El más triste de los alquimistas
L. M. Schneider, 'in memoriam'
HACE POCO más de diez años publiqué mi primera novela, cuya trama giraba en torno a la vida y la obra de Jorge Cuesta (1903-1942); su título, A pesar del oscuro silencio, provenía de una línea con la cual el poeta mexicano cerraba las dolorosas cartas dirigidas a su hermana Natalia.

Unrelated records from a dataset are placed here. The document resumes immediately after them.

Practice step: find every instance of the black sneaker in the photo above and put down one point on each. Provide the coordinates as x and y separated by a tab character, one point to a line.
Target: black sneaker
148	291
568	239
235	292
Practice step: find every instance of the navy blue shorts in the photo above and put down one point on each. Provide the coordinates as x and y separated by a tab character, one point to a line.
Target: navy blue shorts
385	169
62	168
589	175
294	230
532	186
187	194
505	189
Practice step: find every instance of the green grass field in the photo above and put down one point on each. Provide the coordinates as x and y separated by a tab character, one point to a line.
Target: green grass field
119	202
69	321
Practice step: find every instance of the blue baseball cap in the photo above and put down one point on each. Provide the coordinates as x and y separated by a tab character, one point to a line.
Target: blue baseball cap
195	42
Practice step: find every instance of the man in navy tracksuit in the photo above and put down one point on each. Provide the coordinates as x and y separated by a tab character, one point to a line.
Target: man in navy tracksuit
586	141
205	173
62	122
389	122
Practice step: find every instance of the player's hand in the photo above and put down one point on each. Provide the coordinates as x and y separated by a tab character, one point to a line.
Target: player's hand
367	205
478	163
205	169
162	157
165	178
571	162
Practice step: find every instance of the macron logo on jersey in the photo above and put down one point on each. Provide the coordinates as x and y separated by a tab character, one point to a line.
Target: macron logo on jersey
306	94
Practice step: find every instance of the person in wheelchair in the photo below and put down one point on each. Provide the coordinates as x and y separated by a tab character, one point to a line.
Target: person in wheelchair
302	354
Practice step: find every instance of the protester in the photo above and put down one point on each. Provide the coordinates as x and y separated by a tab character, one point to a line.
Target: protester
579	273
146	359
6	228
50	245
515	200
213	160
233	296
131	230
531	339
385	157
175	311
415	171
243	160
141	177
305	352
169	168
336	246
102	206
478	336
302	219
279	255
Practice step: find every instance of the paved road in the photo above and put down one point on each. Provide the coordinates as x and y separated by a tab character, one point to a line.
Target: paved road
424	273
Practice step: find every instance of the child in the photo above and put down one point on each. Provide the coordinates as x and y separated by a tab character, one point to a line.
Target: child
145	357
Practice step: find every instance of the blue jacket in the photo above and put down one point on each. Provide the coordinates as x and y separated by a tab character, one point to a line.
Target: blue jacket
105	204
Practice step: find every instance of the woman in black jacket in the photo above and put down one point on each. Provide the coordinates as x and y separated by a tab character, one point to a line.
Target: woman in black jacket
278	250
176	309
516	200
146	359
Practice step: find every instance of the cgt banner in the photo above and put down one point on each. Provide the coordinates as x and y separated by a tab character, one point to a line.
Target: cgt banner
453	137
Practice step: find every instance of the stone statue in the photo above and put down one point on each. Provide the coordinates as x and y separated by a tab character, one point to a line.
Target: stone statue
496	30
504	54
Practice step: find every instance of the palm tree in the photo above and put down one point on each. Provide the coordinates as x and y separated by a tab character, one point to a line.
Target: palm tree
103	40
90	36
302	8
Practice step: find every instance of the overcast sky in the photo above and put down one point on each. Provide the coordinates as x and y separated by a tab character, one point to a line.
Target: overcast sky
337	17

Recuerdo perfectamente las circunstancias que me llevaron a interesarme por su figura: en esa época yo estudiaba Derecho y, sin que viniese a cuento, uno de mis compañeros comenzó a relatar una anécdota, aparentemente escalofriante, sobre la muerte del escritor veracruzano. Entonces yo sólo sabía que Cuesta había pertenecido al célebre grupo de la revista Contemporáneos y que, al lado de Xavier Villaurrutia, Salvador Novo, José Gorostiza, Jaime Torres Bodet, Bernardo Ortiz de Montellano y Enrique González Rojo -para utilizar sólo la nómina oficial-, había contribuido a transformar drásticamente la vida literaria mexicana, alejándola de los paradigmas nacionalistas y acercándola a una valerosa universalidad. Sin embargo, nunca me había detenido a revisar sus escritos -numerosos poemas, en especial sonetos de una angustiosa perfección, decenas de ensayos sobre literatura, política y artes plásticas, algunas piezas de ocasión y su tesis doctoral en la Facultad de Química- y ni siquiera había escuchado la leyenda negra que circulaba en torno a su deceso.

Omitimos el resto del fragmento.